Many Public libraries must have these sales. I would encourage you to check one out in your area. They are a great way to help the library out and keep your book collection fresh.

Thursday, April 16, 2009

Tales from my Garden

I was blessed with some time in the garden this week. It was brief but refreshing. I moved several plants from a large pot to their own and moved some plants around in the flowerbed. I am coming full circle with my little fairy garden. April was my garden month last year, I researched plants, attended the wonderful Van Dusen Gardens Plant sale at the end of the month and began the slow construction of my first real garden space. At that sale I bought 2 yellow primroses, a delicate BC native fern found in the Queen Charlotte Islands and some herbs. The herbs did not fair well. But the fern and prim roses are doing great. I was so proud to see the primroses blooming. Later on in the season I purchased a blue and white primrose. The blue one is blooming as well, while the white one failed to make it through the winter. Digging in my small garden makes me so content. I feel like I can learn so much more this year. Especially about layout, design and planting for colour in each season. I have a garden journal that I keep plant tags, ideas and research in. I also journal how each plant does, when I planted it and if I would get more. My mother is a wonderful gardener. Her memory for plant names is exceptional. I do not have that gift so I have to keep my little book and learn that way. I have been neglecting it all winter and can't wait to glue in some new tags and plan on what to buy at this year's Van Dusen sale. I don't have tons of money to spend but buying a small number of plants at a time is a great way to really get to know what you are planting. I think this year I'll try some veggies in pots. Tomatoes, beans and maybe some peppers. I have lots of sprigs pushing up through the soil and I can't wait to see what each month blooms into.

Thursday, April 9, 2009

Book of the Month: April

This month I have chosen The Holding by Merilyn Simonds. I read this book last year a few months after Kyan was born. It was beautiful and mysterious, leading you through layers of time and emotion. It is a spellbinding story of two worlds linked by the same piece of land. Simonds is a Canadian writer and this story is set in rural Ontario. In 1859 we follow Margaret and in the 1990's we follow Alyson. Each woman finds strength in nature and solitude and suffers great loss in their journey.
I chose this book for a very personal and sad reason. Friends of ours lost their newborn baby last week. We attended the funeral yesterday. What can be more horrible than loosing a child? There is no particular comfort that we can offer our friends, we were just there for them and will be a support in whatever way we can.
This novel deals with loss in a honest and compelling way. It is one of those stories that stays with you for a long time.

Tuesday, April 7, 2009

How to Make Artful Pillows: Final Step

All right happy pillow maker. Here are your final instructions for assemblage.
For the sake of clarity I will label your three pillow pieces as A for the front 17" x 17" piece. B for the back piece that measures: 17" x 14" and C for the back pieces that measures 17" x 12".

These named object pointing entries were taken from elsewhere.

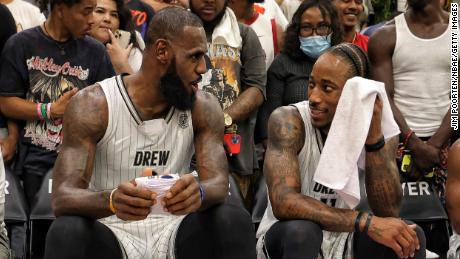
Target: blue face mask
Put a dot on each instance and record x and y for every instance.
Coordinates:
(314, 46)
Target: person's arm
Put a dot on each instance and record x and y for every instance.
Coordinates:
(286, 134)
(74, 165)
(286, 137)
(381, 48)
(209, 149)
(184, 195)
(453, 186)
(275, 93)
(119, 56)
(253, 77)
(9, 144)
(21, 109)
(383, 189)
(246, 103)
(443, 134)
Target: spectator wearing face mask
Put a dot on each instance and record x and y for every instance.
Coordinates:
(114, 28)
(349, 12)
(314, 28)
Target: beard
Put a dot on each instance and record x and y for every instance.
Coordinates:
(209, 26)
(174, 91)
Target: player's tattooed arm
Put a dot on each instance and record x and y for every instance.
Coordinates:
(246, 103)
(85, 122)
(286, 137)
(208, 126)
(382, 180)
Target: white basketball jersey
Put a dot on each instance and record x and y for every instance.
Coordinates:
(334, 243)
(130, 144)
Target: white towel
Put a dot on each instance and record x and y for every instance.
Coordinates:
(227, 31)
(344, 150)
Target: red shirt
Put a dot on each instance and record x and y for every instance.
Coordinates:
(361, 41)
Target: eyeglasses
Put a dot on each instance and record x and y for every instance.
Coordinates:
(321, 30)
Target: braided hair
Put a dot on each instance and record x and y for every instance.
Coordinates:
(353, 55)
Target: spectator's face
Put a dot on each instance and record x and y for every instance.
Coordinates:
(239, 7)
(207, 10)
(349, 11)
(105, 18)
(312, 18)
(327, 80)
(78, 18)
(418, 4)
(183, 3)
(180, 82)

Step 1: You want your inside of the fabric to be laying towards the table. Iron a 1.4" hem on B & C. Turn that hem under and iron another hem 1.4" wide. Your final hem should look like this:Pin your hem if you need to and sew a straight seam down the entire length.

Step 2: Place piece A wrong side down on the table. Place piece B on top of piece A with wrong side facing out and the hemmed edge towards the middle. Place piece C on the opposite side to form your envelope closure. And pin this together.
Step 3: sew a 1.4" seam around the entire length of the fabric. Keep you lines as straight as you can, especially at your corners.
Step 4: Remove your pins and turn your pillow case right side out. Place your pillow form inside and you are done.